Currently, more than 80% of mutual fund money is said to be managed by private sector Asset Management Companies (AMCs). Estimates show that individual investors make up more than 95% of the total number of investor accounts, but contribute only around 35% of the net assets under management. This rapid growth is resulting from huge spending on infrastructure, increase in personal financial assets, and rise in foreign participation. With the growing risk appetite, rising income, high savings rate, comprehensive regulatory framework, favorable tax policies, savvy products, role of distributors, investor education and increasing awareness, mutual funds are indeed a favored destination. With better performance record, mutual funds in India are becoming a preferred investment option compared to other popular savings avenues like the fixed deposits and postal savings that are considered safe but give comparatively low returns.

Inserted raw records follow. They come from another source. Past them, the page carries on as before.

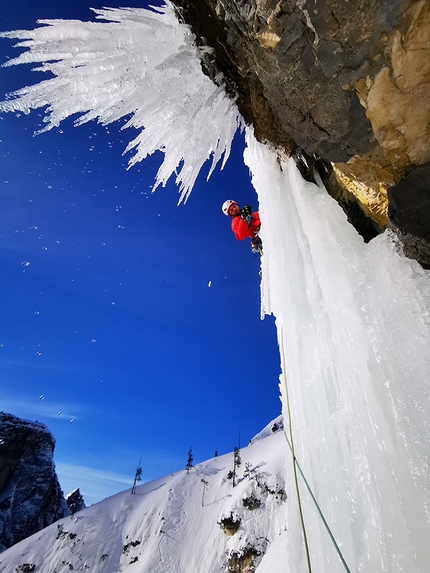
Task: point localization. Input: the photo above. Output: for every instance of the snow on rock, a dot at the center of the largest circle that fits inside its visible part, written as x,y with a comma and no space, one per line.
353,325
174,523
30,495
75,501
275,425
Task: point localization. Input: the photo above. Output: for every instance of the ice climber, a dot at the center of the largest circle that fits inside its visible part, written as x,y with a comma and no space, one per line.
244,223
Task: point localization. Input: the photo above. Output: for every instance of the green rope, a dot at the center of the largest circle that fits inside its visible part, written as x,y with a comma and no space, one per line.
296,466
299,501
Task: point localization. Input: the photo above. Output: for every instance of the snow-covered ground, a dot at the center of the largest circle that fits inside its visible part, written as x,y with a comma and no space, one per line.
173,523
353,329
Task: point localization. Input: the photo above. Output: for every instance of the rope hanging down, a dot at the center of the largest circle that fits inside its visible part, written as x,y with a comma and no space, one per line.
296,467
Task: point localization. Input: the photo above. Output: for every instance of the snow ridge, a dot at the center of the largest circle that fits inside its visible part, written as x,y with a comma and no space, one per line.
176,523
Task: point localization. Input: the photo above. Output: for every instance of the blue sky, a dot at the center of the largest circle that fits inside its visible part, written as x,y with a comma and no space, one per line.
129,325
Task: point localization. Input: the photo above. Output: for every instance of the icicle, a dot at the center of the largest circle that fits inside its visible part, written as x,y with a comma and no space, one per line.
140,64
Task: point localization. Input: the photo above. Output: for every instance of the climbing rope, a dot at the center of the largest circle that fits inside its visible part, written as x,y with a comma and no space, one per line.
296,467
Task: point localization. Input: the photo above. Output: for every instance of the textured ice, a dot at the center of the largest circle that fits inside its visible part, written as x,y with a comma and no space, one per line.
139,64
353,330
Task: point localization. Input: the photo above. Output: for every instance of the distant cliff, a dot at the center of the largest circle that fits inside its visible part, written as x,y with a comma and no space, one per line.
347,83
30,495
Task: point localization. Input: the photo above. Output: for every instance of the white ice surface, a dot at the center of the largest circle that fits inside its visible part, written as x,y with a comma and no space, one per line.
352,319
353,330
138,64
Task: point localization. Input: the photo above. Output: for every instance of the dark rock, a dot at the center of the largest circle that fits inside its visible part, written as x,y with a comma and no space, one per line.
75,501
409,213
30,495
287,62
409,203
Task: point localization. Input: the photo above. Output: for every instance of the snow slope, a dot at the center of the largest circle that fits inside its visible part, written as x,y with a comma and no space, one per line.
353,325
172,524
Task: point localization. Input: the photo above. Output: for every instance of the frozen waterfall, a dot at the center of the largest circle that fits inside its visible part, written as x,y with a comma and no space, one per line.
140,64
353,319
353,330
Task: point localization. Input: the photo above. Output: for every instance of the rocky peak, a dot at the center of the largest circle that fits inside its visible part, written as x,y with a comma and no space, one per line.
30,495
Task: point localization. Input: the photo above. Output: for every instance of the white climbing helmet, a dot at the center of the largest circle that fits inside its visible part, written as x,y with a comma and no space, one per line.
226,206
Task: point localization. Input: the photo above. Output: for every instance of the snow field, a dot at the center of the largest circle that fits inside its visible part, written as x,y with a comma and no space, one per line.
165,527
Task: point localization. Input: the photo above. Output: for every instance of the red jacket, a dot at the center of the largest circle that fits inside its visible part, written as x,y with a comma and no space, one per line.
241,229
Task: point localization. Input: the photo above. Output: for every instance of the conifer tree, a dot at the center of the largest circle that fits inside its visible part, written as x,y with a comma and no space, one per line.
236,463
137,477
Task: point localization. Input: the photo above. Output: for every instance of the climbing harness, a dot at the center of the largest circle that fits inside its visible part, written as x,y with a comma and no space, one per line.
296,467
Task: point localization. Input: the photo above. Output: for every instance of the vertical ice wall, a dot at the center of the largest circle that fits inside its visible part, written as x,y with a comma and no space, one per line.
140,64
354,334
353,319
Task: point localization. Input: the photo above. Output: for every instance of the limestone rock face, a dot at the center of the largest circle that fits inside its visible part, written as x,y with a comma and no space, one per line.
30,495
409,213
348,82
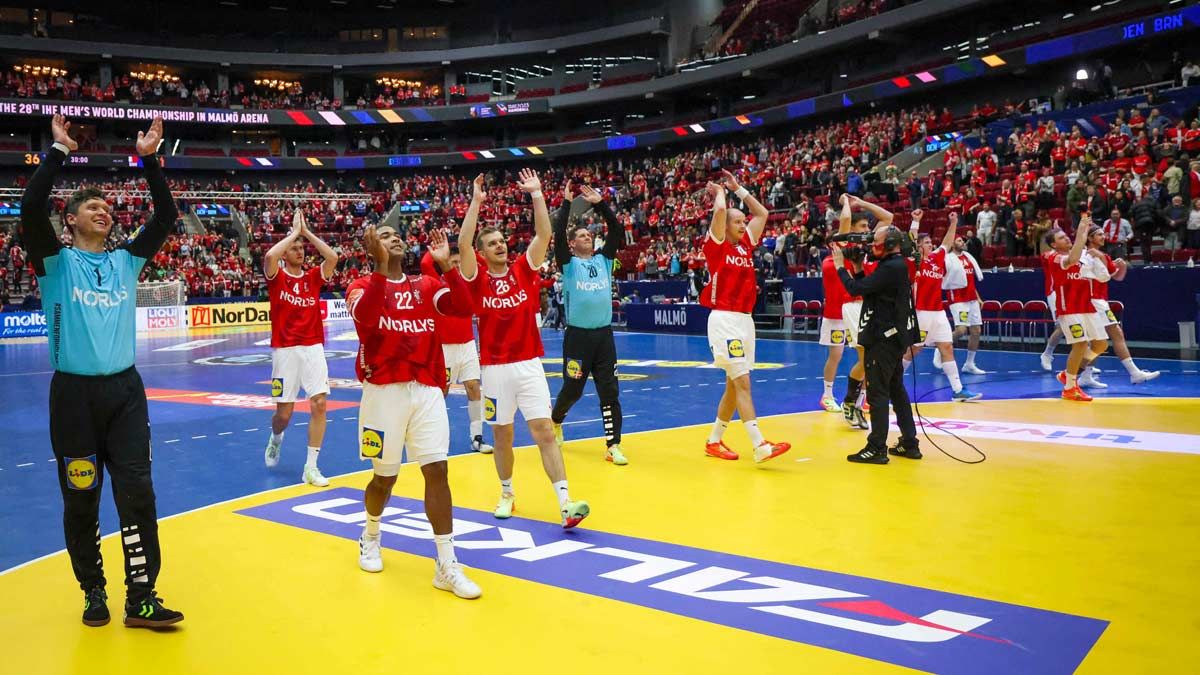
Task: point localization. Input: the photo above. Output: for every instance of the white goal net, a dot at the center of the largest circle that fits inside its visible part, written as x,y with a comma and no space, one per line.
161,293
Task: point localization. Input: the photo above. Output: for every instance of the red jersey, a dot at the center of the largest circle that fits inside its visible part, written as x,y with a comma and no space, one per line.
397,332
834,290
929,281
967,293
507,305
1073,293
295,308
451,329
732,286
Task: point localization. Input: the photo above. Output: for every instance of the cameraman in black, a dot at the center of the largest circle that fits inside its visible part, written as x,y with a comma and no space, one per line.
888,327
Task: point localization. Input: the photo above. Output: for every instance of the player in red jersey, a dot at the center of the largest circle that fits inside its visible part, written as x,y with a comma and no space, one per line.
461,354
403,381
935,328
1073,304
731,293
298,340
507,296
1102,270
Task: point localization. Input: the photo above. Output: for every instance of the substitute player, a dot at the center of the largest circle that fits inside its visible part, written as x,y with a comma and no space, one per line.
935,328
1077,314
99,418
403,408
298,340
731,293
1102,270
966,305
588,347
457,335
507,296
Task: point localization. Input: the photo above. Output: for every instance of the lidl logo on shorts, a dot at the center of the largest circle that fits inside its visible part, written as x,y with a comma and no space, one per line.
574,370
736,348
909,626
372,443
82,472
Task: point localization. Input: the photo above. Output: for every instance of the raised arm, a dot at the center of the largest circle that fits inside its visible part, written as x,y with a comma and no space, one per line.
759,214
882,215
35,220
562,248
329,257
717,226
467,263
271,260
541,234
159,225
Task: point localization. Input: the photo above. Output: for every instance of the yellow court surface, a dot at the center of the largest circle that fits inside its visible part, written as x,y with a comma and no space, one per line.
1072,547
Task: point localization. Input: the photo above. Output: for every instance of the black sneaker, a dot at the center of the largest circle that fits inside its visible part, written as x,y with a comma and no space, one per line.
899,451
95,608
149,613
869,455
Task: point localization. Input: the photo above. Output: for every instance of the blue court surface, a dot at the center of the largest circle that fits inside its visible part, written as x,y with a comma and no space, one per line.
210,416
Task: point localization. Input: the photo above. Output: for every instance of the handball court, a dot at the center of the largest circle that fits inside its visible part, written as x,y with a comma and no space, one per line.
1072,547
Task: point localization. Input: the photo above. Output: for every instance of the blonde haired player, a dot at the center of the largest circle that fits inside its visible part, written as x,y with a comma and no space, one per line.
403,408
507,293
731,296
298,340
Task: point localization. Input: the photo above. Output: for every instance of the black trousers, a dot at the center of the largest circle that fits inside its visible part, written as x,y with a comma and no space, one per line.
101,424
885,372
591,352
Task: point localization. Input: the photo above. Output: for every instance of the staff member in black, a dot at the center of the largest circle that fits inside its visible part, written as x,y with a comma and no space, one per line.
588,347
99,419
888,327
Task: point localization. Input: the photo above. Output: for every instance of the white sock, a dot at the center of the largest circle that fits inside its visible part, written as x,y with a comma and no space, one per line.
754,432
952,372
719,428
561,490
475,412
445,548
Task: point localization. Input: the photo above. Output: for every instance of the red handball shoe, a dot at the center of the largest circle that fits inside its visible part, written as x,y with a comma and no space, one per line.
719,451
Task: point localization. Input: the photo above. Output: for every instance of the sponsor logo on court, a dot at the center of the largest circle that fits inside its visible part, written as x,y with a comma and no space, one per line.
909,626
81,472
1062,435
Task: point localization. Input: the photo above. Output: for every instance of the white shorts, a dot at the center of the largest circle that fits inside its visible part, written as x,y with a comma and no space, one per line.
935,328
966,314
1080,327
462,362
514,387
731,336
399,418
298,366
851,312
833,333
1104,314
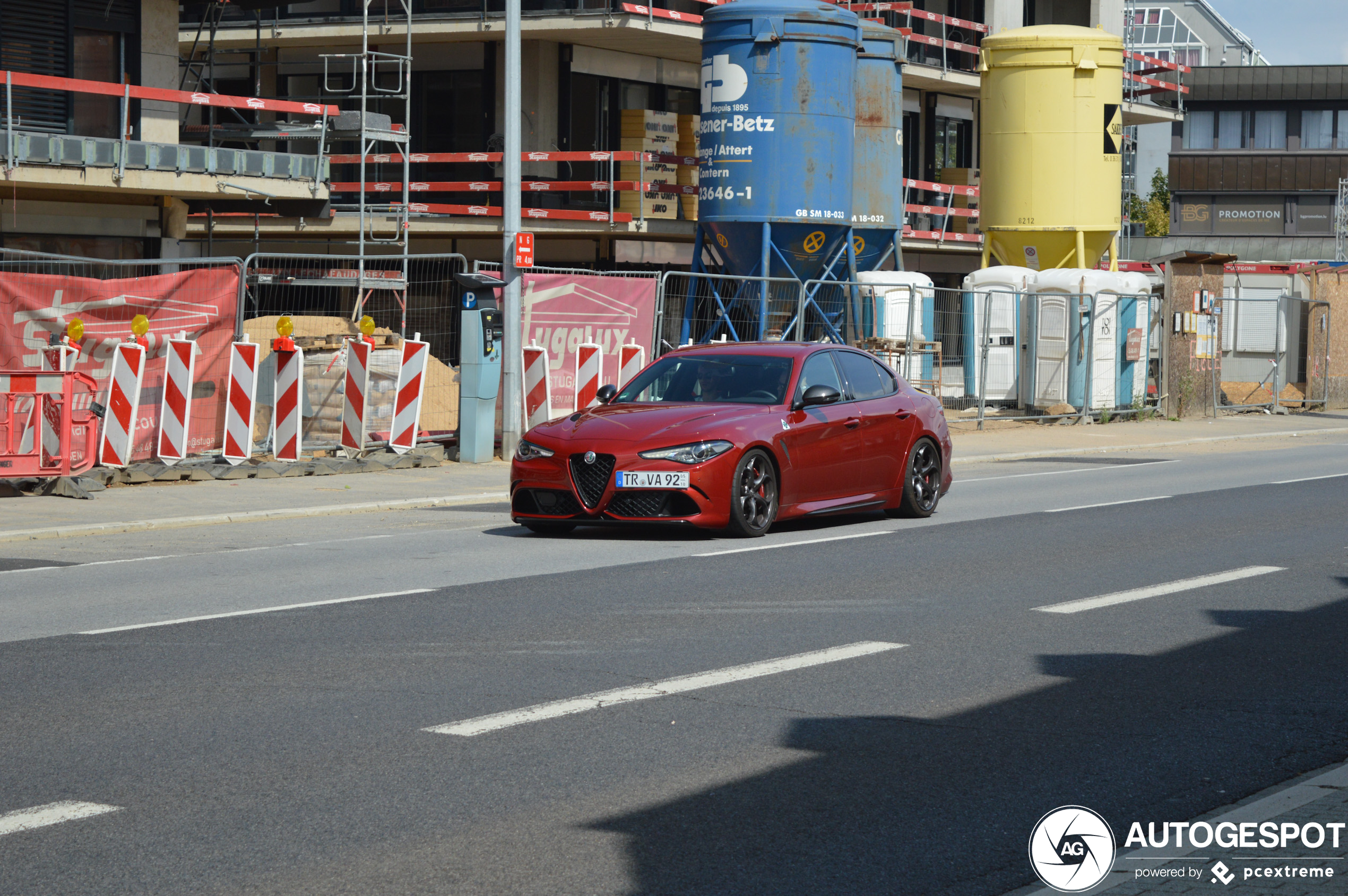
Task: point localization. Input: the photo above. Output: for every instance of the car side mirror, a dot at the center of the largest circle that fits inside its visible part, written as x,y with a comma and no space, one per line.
819,394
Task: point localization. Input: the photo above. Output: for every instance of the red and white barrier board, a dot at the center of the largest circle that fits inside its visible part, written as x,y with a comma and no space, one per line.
356,386
119,421
290,385
176,410
239,403
411,385
590,368
538,388
631,359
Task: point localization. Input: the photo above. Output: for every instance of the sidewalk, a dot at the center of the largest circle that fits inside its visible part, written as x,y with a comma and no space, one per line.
181,504
1007,441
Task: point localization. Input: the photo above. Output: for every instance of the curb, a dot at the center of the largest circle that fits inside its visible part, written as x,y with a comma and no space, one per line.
243,517
1088,449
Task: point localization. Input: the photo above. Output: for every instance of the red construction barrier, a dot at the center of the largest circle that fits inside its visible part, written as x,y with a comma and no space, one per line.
411,385
63,402
590,370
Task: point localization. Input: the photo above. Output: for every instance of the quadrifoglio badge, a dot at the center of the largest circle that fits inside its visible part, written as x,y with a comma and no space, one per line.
1072,849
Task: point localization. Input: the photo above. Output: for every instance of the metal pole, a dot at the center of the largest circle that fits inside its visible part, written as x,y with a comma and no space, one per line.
511,356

The economic uncertainty of 2008 has stifled the stupendous growth of the mutual fund industry. The global financial crisis, coupled with the liquidity crunch in India, has brought a sudden reversal in the fortunes, as one can see from the steep fall in the AUM figures.
Equities form almost one-third of the total AUM of the mutual fund industry. Equities have corrected significantly during the year. The equity AUM has shrunk mostly owing to market risks. Debts form the balance two-thirds of total mutual fund AUM. The October 2008 liquidity crisis, which catalyzed the steep fall in debt AUM, has brought to the fore several other risks of investing in the mutual funds.